Subset of Esophageal Adenocarcinoma Expresses Adhesion Molecule L1 in Contrast to Squamous Cell Carcinoma

• Published in: Anticancer research Vol. 29; no. 4; pp. 1195 - 1199
• Main Authors: RAWNAQ, Tamina, KLEINHANS, Helge, KAIFI, Jussuf T, UTO, Marius, SCHURR, Paulus G, REICHELT, Uta, CATALDEGIRMEN, Guellue, GAWAD, Karim A, YEKEBAS, Emre F, SCHACHNER, Melitta, IZBICKI, Jakob R
• Format: Journal Article
• Language: English
• Published: Attiki International Institute of Anticancer Research 01.04.2009
• Subjects: Adenocarcinoma - metabolism; Adenocarcinoma - secondary; Biological and medical sciences; Biomarkers, Tumor - metabolism; Carcinoma, Squamous Cell - metabolism; Carcinoma, Squamous Cell - secondary; Esophageal Neoplasms - metabolism; Esophageal Neoplasms - pathology; Esophagus; Female; Gastroenterology. Liver. Pancreas. Abdomen; Humans; Immunoenzyme Techniques; Male; Medical sciences; Middle Aged; Neural Cell Adhesion Molecule L1 - metabolism; Prognosis; Retrospective Studies; Survival Rate; Tissue Array Analysis; Tumors; Skin disease; Squamous cell carcinoma; Basal cell carcinoma; tumor marker; Targeted therapy; Esophageal disease; Cell adhesion molecule; therapy target; Tumoral marker; Malignant tumor; Esophagus cancer; L1 cell adhesion molecule; Cancerology; Treatment; esophageal adenocarcinoma; Digestive diseases; Esophagus adenocarcinoma; Cell adhesion molecule L1; Cancer
• ISSN: 0250-7005; 1791-7530

Background: Esophageal adenocarcinoma is currently the most rapidly increasing cancer in Western populations. L1 (CD171), a neural cell adhesion molecule, has an essential function in tumor progression and has been shown to be expressed in the proliferating cells of the intestinal crypts in mice. The aim of the current study was to determine L1 expression in esophageal cancer and to evaluate whether L1 could serve as a potential marker and therapeutic target for this tumor type.
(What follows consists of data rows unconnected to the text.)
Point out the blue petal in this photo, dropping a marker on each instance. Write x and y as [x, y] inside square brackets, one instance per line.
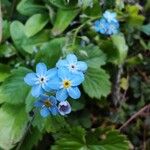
[77, 79]
[44, 112]
[71, 58]
[96, 26]
[38, 104]
[61, 63]
[53, 84]
[63, 73]
[51, 73]
[67, 109]
[54, 110]
[37, 91]
[53, 100]
[61, 95]
[82, 65]
[30, 79]
[74, 92]
[41, 69]
[43, 97]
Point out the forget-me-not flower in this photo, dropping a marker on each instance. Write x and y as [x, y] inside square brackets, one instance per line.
[48, 105]
[108, 24]
[64, 108]
[113, 28]
[72, 64]
[40, 80]
[66, 84]
[101, 26]
[110, 16]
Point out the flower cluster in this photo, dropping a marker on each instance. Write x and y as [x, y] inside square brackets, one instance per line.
[63, 81]
[108, 24]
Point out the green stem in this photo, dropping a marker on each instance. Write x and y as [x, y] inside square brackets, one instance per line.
[25, 133]
[80, 27]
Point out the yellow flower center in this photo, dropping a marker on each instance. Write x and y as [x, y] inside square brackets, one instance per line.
[47, 103]
[66, 84]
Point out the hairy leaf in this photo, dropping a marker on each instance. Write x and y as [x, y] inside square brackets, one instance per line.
[13, 121]
[35, 24]
[96, 83]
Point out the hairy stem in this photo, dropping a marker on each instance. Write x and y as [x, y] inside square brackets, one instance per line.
[0, 23]
[116, 95]
[135, 116]
[25, 133]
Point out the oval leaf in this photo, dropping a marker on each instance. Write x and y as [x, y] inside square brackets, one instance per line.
[35, 24]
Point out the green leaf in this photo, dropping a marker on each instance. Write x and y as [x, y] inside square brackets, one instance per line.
[33, 43]
[28, 8]
[17, 33]
[7, 50]
[85, 3]
[134, 19]
[50, 52]
[63, 19]
[4, 72]
[78, 139]
[55, 124]
[92, 55]
[146, 29]
[63, 4]
[121, 47]
[14, 90]
[51, 124]
[96, 83]
[6, 30]
[35, 24]
[31, 139]
[13, 121]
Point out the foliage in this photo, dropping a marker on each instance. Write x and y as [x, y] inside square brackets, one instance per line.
[47, 31]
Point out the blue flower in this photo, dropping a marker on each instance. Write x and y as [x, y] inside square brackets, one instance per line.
[110, 16]
[72, 64]
[101, 26]
[64, 108]
[40, 80]
[66, 84]
[48, 105]
[113, 28]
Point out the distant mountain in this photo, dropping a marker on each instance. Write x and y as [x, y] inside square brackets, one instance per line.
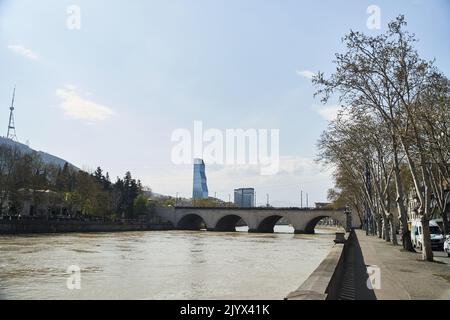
[46, 157]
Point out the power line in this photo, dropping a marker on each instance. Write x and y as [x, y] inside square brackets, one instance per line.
[11, 134]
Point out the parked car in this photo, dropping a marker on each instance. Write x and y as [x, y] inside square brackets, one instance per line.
[436, 236]
[447, 245]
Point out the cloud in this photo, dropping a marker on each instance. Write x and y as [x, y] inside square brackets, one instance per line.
[329, 113]
[306, 73]
[77, 107]
[27, 53]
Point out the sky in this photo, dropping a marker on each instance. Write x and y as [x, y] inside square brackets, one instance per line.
[112, 92]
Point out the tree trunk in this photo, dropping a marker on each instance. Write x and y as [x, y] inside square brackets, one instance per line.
[445, 220]
[379, 229]
[386, 237]
[427, 252]
[393, 230]
[406, 235]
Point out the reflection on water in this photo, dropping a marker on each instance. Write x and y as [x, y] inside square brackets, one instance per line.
[160, 265]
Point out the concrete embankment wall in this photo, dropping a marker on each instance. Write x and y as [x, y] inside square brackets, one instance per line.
[44, 226]
[326, 281]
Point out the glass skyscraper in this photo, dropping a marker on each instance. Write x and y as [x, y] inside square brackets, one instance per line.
[200, 188]
[244, 197]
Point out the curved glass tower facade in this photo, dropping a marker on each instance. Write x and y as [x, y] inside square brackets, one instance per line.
[200, 188]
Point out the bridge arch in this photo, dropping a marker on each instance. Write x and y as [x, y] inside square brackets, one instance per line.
[228, 223]
[191, 221]
[311, 224]
[267, 224]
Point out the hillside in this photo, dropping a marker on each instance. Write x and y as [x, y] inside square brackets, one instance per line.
[46, 157]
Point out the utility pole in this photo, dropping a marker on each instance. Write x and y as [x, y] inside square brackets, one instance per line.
[11, 134]
[369, 218]
[301, 198]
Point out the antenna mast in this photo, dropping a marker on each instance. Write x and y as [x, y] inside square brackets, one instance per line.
[11, 126]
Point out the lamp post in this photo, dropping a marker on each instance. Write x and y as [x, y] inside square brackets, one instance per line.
[348, 218]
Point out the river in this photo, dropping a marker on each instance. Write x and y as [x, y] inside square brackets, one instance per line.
[160, 265]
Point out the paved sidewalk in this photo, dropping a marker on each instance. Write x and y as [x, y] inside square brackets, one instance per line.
[403, 275]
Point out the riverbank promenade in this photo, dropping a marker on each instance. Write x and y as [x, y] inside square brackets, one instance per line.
[403, 276]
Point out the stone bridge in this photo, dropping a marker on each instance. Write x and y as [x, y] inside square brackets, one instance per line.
[257, 219]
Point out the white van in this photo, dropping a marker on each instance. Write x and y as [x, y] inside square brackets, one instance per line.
[437, 238]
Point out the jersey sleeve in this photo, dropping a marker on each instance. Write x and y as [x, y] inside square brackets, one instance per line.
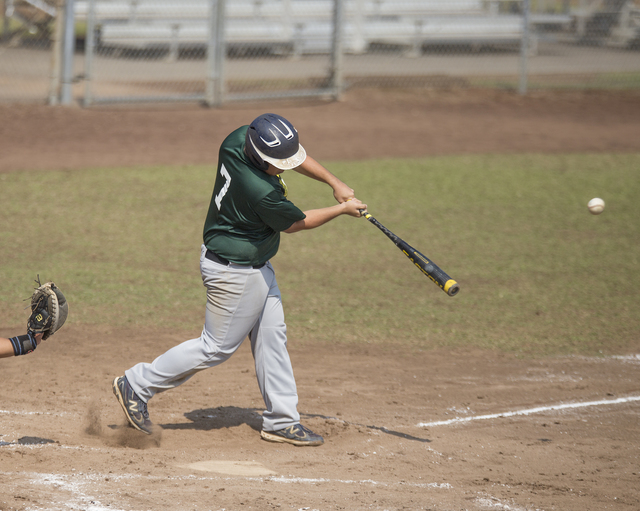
[277, 212]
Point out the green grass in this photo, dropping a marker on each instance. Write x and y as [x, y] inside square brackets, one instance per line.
[538, 273]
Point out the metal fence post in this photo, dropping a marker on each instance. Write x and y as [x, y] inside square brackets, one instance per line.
[524, 48]
[68, 52]
[215, 55]
[89, 50]
[56, 55]
[337, 50]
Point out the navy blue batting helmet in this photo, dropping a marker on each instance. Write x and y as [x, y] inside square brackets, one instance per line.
[274, 140]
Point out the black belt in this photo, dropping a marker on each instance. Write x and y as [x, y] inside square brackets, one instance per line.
[212, 256]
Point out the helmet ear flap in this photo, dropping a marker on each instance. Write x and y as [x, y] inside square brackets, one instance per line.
[251, 153]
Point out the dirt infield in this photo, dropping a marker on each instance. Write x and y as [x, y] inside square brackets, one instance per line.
[440, 430]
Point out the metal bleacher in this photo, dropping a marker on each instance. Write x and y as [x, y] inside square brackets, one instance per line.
[302, 26]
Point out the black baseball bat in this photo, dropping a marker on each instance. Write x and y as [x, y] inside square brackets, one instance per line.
[428, 267]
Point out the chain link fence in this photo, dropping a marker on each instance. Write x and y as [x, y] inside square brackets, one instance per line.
[218, 51]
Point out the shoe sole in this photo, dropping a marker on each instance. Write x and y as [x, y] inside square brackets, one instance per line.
[266, 435]
[116, 391]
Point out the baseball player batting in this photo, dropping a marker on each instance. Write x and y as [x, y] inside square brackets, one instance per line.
[248, 211]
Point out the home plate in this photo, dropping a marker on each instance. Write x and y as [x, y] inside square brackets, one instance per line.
[234, 468]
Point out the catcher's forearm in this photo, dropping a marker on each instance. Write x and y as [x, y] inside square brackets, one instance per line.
[18, 345]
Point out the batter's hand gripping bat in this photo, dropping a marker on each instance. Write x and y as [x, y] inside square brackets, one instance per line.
[429, 268]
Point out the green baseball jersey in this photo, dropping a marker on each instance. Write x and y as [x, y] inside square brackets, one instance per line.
[248, 207]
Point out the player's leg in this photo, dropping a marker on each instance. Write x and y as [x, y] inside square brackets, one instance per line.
[235, 300]
[281, 421]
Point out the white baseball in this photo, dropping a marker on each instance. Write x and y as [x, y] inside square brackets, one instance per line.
[596, 206]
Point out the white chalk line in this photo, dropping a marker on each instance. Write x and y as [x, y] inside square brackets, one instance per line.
[539, 409]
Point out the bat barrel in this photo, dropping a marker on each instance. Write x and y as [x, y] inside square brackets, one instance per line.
[451, 287]
[426, 266]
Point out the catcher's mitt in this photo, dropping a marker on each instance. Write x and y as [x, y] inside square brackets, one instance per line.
[49, 310]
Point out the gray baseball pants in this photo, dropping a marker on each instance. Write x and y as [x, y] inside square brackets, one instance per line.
[241, 302]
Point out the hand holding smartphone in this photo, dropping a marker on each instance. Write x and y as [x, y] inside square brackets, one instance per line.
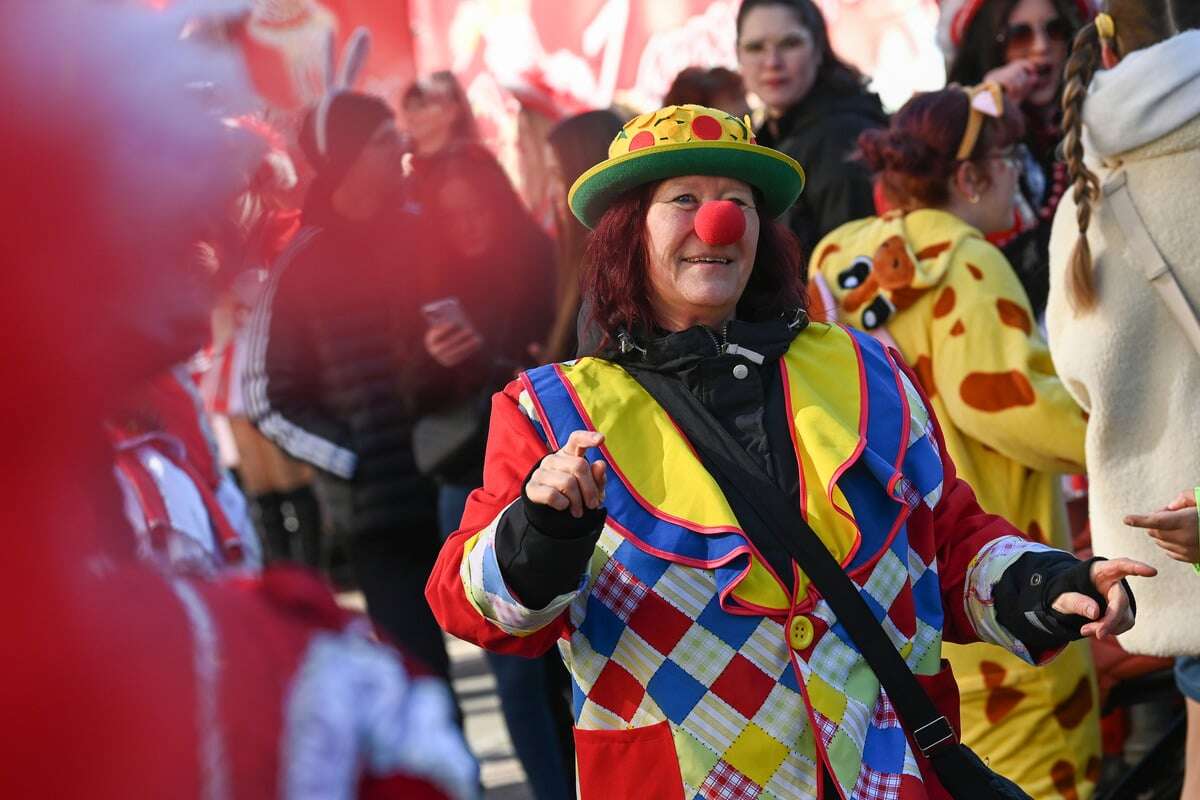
[450, 337]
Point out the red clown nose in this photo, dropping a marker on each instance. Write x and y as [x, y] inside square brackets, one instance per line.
[720, 222]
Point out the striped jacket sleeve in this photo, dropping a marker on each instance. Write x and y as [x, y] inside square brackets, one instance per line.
[280, 383]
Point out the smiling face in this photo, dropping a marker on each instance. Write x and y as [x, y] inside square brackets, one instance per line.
[778, 56]
[1038, 32]
[691, 282]
[996, 188]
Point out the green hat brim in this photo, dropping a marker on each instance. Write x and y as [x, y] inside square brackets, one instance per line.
[777, 175]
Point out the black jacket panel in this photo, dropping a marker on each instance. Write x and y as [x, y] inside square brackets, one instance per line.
[821, 133]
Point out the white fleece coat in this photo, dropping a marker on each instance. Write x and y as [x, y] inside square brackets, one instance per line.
[1128, 362]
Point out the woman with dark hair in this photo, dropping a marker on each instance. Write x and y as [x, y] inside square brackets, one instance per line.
[816, 106]
[573, 146]
[1133, 97]
[924, 278]
[617, 517]
[1023, 46]
[495, 268]
[437, 115]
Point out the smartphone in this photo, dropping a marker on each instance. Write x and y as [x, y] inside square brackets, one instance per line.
[447, 311]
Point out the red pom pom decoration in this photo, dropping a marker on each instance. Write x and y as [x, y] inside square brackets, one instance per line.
[720, 222]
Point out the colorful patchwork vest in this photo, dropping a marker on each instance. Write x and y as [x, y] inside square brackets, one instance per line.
[685, 648]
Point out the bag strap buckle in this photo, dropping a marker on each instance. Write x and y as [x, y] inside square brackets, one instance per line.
[933, 735]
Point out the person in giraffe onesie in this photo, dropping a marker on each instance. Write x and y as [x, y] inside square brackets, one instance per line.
[923, 278]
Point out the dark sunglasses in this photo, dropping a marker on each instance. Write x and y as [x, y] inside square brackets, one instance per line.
[1021, 35]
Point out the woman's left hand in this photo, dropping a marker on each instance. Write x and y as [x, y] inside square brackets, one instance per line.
[1107, 577]
[1175, 529]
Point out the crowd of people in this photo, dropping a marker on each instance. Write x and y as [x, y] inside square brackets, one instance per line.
[769, 444]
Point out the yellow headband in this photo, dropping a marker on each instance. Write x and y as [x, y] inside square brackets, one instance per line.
[985, 100]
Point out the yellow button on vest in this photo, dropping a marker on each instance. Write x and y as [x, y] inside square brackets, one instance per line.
[801, 632]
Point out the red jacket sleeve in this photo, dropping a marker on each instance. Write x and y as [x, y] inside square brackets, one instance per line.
[514, 446]
[959, 529]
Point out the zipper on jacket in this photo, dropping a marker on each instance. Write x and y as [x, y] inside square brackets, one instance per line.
[724, 343]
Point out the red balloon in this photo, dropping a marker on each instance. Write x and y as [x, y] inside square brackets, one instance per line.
[720, 222]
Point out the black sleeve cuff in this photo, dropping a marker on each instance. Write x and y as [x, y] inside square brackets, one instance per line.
[544, 552]
[1030, 585]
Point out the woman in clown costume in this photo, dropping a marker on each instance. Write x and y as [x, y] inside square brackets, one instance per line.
[924, 278]
[705, 663]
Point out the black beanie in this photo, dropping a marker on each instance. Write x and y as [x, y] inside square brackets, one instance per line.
[349, 120]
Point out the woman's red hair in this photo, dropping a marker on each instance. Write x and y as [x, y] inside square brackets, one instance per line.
[915, 156]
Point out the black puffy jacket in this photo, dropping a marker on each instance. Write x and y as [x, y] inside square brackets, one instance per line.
[337, 373]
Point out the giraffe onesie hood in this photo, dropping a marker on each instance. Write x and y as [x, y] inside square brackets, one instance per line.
[949, 301]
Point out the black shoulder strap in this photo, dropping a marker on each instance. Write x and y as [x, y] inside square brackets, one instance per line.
[772, 515]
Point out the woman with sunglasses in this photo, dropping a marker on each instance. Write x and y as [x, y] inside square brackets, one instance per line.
[924, 278]
[1021, 44]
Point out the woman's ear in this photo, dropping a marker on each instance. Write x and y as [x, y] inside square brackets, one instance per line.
[969, 181]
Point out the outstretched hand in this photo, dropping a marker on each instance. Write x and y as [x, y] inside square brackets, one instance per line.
[1107, 577]
[1175, 529]
[564, 480]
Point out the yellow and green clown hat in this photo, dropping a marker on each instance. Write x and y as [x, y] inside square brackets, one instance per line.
[681, 140]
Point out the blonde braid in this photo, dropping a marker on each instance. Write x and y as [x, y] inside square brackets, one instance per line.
[1080, 68]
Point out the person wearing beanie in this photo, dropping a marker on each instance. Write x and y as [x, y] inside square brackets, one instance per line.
[336, 372]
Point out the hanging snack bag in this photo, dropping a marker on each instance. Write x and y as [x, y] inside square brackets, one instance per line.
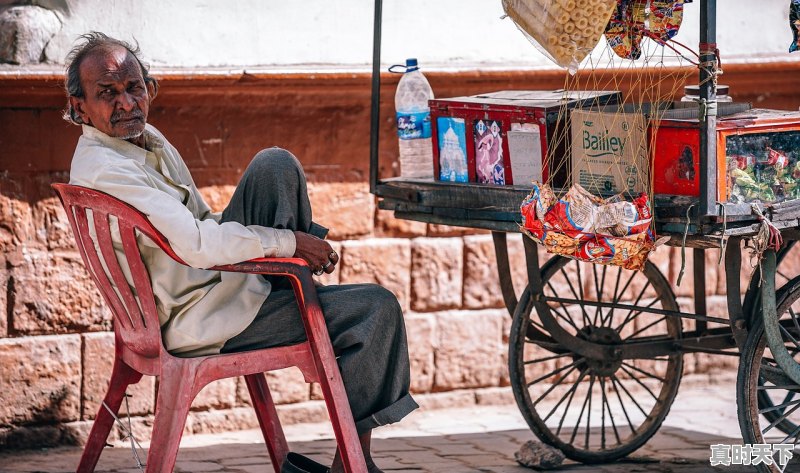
[633, 20]
[566, 31]
[587, 228]
[794, 23]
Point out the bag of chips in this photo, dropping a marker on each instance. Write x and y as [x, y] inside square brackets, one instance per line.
[794, 23]
[564, 30]
[587, 228]
[633, 20]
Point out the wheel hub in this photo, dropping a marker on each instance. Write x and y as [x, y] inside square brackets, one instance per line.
[601, 336]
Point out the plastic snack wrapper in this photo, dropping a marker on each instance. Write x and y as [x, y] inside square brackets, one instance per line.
[633, 20]
[588, 228]
[565, 30]
[763, 167]
[794, 24]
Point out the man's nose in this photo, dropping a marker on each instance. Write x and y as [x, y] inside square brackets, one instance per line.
[126, 102]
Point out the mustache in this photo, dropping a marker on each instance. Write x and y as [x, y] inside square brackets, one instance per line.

Materials and Methods: L1 expression was assessed on a tissue microarray with 257 surgically resected esophageal cancer samples by immunohistochemistry with a monoclonal antibody (Clone UJ127). L1 expression was correlated with clinicopathological data. Results: L1 was detected in 22 (9%) of 257 esophageal cases, whereas 235 (91%) were L1 negative. Nineteen (86%) of the 22 L1-positive cases were adenocarcinoma. Cross table analysis showed a significant association between L1 expression and adenocarcinoma subtype (p<0.001), but not squamous cell carcinoma. Conclusion: L1 expression in a subgroup of esophageal cancer is specifically prevalent in adenocarcinoma. Data suggest L1 as a potential target for biological therapy in L1-positive esophageal adenocarcinoma patients.